Stats is not maths?

Is stats maths or not?

Given that it’s all numbers, mostly taught by maths departments and you get maths credits for it, I wonder whether people just mean it half-jokingly when they say it, like saying it’s a minor part of maths, or just applied maths.

I wonder if something like statistics, where you can’t build everything on basic axioms can be considered maths. For example, the p-value, which is a concept that arose to make sense of data, but it’s not a logical consequence of more basic principles.

Answer

Mathematics deals with idealized abstractions that (almost always) have absolute solutions, or the fact that no such solution exists can generally be described fully. It is the science of discovering complex but necessary consequences from simple axioms.

Statistics uses math, but it is not math. It’s educated guesswork. It’s gambling.

Statistics does not deal with idealized abstractions (although it does use some as tools), it deals with real world phenomena. Statistical tools often make simplifying assumptions to reduce the messy real world data to something that fits into the problem domain of a solved mathematical abstraction. This allows us to make educated guesses, but that’s really all that statistics is: the art of making very well informed guesses.

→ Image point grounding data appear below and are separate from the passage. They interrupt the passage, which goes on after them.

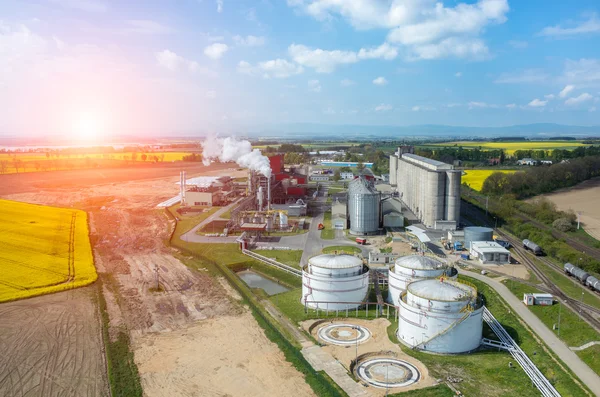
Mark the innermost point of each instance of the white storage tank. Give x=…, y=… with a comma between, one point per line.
x=410, y=268
x=334, y=282
x=441, y=316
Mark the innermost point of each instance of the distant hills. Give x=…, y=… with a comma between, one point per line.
x=325, y=131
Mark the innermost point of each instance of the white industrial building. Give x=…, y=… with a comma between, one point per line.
x=411, y=268
x=441, y=316
x=429, y=188
x=334, y=282
x=490, y=252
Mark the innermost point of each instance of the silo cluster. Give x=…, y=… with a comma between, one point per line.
x=363, y=207
x=334, y=282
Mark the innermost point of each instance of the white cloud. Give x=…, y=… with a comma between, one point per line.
x=146, y=26
x=518, y=44
x=249, y=41
x=170, y=60
x=383, y=107
x=277, y=68
x=579, y=99
x=565, y=91
x=314, y=86
x=453, y=47
x=525, y=76
x=215, y=51
x=591, y=25
x=536, y=103
x=428, y=28
x=384, y=51
x=82, y=5
x=325, y=61
x=380, y=81
x=582, y=72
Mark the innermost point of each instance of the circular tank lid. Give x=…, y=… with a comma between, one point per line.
x=330, y=261
x=478, y=229
x=419, y=262
x=437, y=290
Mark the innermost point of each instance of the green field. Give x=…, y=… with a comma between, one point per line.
x=475, y=178
x=511, y=147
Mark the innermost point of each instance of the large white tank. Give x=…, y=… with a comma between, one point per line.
x=410, y=268
x=334, y=282
x=441, y=316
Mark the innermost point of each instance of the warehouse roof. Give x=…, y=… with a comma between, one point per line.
x=419, y=262
x=329, y=261
x=438, y=290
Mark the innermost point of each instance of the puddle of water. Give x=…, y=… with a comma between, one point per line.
x=255, y=280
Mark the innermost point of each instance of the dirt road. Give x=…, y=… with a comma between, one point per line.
x=51, y=346
x=189, y=338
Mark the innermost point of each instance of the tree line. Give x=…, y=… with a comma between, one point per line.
x=539, y=180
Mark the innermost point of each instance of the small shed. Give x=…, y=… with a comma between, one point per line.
x=538, y=299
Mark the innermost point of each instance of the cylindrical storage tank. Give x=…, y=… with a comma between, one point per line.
x=477, y=233
x=441, y=316
x=411, y=268
x=363, y=207
x=453, y=195
x=334, y=282
x=393, y=169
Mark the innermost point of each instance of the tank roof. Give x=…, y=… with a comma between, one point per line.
x=330, y=261
x=419, y=262
x=446, y=291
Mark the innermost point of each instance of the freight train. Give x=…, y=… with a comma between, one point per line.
x=533, y=247
x=584, y=277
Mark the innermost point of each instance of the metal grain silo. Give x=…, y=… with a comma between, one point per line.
x=363, y=207
x=477, y=233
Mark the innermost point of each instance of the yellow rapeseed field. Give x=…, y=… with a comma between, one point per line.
x=42, y=250
x=511, y=147
x=475, y=178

Consider hypothesis testing with p-values. Let’s say we are testing some hypothesis with significance α=0.01, and after gathering data we find a p-value of 0.001. So we reject the null hypothesis in favor of an alternative hypothesis.

But what is this p-value really? What is the significance? Our test statistic was developed such that it conformed to a particular distribution, probably student’s t. Under the null hypothesis, the percentile of our observed test statistic is the p-value. In other words, the p-value gives the probability that we would get a value as far from the expectation of the distribution (or farther) as the observed test statistic. The signficance level is a fairly arbitrary rule-of-thumb cutoff: setting it to 0.01 is equivalent to saying, “it’s acceptable if 1 in 100 repetitions of this experiment suggest that we reject the null, even if the null is in fact true.”

The p-value gives us the probability that we observe the data at hand given that the null is true (or rather, getting a bit more technical, that we observe data under the null hypothesis that gives us at least as extreme a value of the tested statistic as that which we found). If we’re going to reject the null, then we want this probability to be small, to approach zero. In our specific example, we found that the probability of observing the data we gathered if the null hypothesis were true was just 0.1%, so we rejected the null. This was an educated guess. We never really know for sure that the null hypothesis is false using these methods, we just develop a measurement for how strongly our evidence supports the alternative.

Did we use math to calculate the p-value? Sure. But math did not give us our conclusion. Based on the evidence, we formed an educated opinion, but it’s still a gamble. We’ve found these tools to be extremely effective over the last 100 years, but the people of the future may wonder in horror at the fragility of our methods.